In the first chapter, 15th Street, depressed student Mavis Fang is struggling to get over a recent breakup and complete her dissertation on immigration. In the opening scene, she gets a call from the father of a little boy she was just about to start tutoring in Mandarin, but learns that the lessons will have to be postponed for an indeterminate time.
In need of an income, Mavis gets a job translating between Mandarin and English for an agency that dispatches her to take depositions from victims of accidents and crimes as well as to social work situations. At a facility for young people, she manages to kindle rapport with a teenage boy from the People’s Republic, Xiao Jian (Ming Wu), who entered the US illegally and is likely to get sent back, and the experience changes her perspective.
The next story, Jack & Lulu, is a romantic anecdote about the titular characters, played by Keung To and Jessica Lee, who are drawn together by their mutual fascination with New York’s pop and lock hip-hop dancers. The chemistry between the leads is palpable, but the story is just a smidge too twee in places, bringing to mind not so much the kind of great cinematic love story that Eric Rohmer and others once made, as the thin plots encountered in music videos.

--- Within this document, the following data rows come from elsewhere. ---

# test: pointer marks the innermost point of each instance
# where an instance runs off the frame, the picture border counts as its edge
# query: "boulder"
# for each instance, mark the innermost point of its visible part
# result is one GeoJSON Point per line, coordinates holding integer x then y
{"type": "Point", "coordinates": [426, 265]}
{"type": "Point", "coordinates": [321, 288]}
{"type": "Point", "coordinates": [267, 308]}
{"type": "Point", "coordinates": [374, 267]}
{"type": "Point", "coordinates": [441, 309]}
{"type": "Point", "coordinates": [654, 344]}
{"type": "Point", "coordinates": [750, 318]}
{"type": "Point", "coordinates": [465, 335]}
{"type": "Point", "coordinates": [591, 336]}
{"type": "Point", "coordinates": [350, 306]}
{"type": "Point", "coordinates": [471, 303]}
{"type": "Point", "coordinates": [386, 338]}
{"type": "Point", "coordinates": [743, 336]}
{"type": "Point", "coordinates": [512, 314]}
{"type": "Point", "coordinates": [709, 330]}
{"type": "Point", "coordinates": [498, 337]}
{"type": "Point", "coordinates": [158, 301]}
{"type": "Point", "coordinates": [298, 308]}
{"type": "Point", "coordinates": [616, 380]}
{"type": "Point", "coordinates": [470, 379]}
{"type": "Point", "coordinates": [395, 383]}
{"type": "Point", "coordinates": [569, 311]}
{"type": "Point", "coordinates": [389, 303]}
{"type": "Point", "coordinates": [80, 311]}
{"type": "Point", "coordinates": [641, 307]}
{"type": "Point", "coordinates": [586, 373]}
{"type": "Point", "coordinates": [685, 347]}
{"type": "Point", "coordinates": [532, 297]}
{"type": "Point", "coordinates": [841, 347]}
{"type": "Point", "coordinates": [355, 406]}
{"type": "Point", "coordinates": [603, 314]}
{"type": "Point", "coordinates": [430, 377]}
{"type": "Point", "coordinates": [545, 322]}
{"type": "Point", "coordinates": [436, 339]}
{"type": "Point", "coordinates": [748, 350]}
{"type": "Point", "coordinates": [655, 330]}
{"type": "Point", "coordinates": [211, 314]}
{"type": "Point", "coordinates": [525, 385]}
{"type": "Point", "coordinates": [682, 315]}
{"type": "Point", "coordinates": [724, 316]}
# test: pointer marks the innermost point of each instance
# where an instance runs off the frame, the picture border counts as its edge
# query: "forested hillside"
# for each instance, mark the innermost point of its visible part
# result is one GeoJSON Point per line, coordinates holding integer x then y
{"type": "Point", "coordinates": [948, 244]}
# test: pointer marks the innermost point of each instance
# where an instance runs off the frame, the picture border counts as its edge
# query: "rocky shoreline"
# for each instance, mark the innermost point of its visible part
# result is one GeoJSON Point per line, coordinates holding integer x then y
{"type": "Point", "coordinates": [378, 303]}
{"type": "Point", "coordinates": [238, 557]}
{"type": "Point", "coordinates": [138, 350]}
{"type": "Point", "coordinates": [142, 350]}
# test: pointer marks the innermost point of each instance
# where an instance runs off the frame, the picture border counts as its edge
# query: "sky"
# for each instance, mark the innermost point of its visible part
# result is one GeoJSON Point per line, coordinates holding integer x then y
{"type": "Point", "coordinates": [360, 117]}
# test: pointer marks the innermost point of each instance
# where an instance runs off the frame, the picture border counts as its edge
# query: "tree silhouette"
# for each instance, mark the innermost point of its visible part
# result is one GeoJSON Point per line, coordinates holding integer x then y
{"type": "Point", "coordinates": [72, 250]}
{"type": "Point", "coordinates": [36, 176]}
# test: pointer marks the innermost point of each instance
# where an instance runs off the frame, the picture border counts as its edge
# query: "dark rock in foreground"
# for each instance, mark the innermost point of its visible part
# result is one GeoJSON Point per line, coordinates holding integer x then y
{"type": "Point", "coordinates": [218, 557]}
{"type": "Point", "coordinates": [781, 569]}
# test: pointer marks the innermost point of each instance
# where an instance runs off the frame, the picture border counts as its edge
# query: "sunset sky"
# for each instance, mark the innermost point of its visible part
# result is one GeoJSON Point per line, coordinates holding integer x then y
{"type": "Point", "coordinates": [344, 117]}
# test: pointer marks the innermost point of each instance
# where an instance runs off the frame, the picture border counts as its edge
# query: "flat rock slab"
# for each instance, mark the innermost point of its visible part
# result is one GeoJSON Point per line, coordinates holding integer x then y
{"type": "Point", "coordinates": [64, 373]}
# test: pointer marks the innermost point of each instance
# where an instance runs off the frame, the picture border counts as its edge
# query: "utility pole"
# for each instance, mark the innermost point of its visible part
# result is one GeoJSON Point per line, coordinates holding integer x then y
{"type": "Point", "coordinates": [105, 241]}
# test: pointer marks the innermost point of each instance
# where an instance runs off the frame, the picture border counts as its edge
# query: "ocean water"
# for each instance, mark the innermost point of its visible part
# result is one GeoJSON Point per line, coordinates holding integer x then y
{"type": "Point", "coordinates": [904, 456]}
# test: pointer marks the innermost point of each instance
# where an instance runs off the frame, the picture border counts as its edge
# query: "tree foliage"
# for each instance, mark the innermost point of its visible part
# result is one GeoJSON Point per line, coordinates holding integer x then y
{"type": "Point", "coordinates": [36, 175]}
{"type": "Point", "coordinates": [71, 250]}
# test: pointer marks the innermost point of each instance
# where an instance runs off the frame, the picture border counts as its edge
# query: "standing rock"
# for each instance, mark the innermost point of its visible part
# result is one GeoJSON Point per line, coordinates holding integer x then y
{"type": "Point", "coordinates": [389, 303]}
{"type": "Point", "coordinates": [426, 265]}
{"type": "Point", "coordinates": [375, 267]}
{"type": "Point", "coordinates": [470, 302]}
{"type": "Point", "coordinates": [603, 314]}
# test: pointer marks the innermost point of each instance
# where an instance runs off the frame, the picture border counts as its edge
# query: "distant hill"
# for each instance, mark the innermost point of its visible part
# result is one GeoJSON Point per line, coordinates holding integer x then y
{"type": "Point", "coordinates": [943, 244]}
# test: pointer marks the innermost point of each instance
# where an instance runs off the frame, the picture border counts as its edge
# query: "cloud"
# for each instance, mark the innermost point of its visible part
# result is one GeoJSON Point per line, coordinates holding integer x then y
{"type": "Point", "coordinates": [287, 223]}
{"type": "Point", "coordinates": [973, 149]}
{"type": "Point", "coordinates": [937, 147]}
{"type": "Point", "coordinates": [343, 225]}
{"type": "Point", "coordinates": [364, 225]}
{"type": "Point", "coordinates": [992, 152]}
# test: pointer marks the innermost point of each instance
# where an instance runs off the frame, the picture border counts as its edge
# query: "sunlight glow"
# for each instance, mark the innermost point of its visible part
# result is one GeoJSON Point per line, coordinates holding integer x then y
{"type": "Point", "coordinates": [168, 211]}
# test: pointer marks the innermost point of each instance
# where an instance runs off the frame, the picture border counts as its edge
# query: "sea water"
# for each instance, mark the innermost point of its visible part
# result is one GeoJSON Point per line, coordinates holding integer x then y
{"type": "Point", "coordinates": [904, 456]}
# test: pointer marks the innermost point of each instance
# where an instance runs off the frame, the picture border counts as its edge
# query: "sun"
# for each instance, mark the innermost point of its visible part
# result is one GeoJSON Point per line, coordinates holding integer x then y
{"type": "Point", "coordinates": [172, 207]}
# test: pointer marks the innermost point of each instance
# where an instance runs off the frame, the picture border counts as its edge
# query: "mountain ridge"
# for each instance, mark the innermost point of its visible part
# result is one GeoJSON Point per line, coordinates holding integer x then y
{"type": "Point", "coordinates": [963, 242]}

The last entry, Kite, is by far the strongest, possibly because it dares to get a bit dark. Married Taiwanese couple Jason (Chun-Yao Yao) and Claire (Mandy Wei) look on the surface to be a first-generation success story, with their roomy Brooklyn brownstone decorated in tasteful neutrals and a seven-year-old son, Jasper (Logan Cheng). But Jasper, diagnosed with Asperger’s syndrome and “manic disorder”, is a violent, uncontrollable kid who beats Claire up so badly when she refuses to give him a computer game that the police are called and he’s taken into care. Via scenes in therapists’ offices we come to understand the underlying pressures on both the marriage and the parenting of Jasper, which is not made any easier by Jason’s traditionalist parents who live nearby and insist that Jasper is “spoilt”.
As with the first segment, there is a refreshing sympathy here for the hard work done by social services, who are too often portrayed as villains when they’re just trying to do the best for their clients. If these stories are ultimately tied up a little too neatly, that’s a forgivable flaw in a work that, as a whole, offers a fresh, thoughtful perspective on the multicultural life of the city at its centre.
• My Heavenly City is in cinemas from 10 November.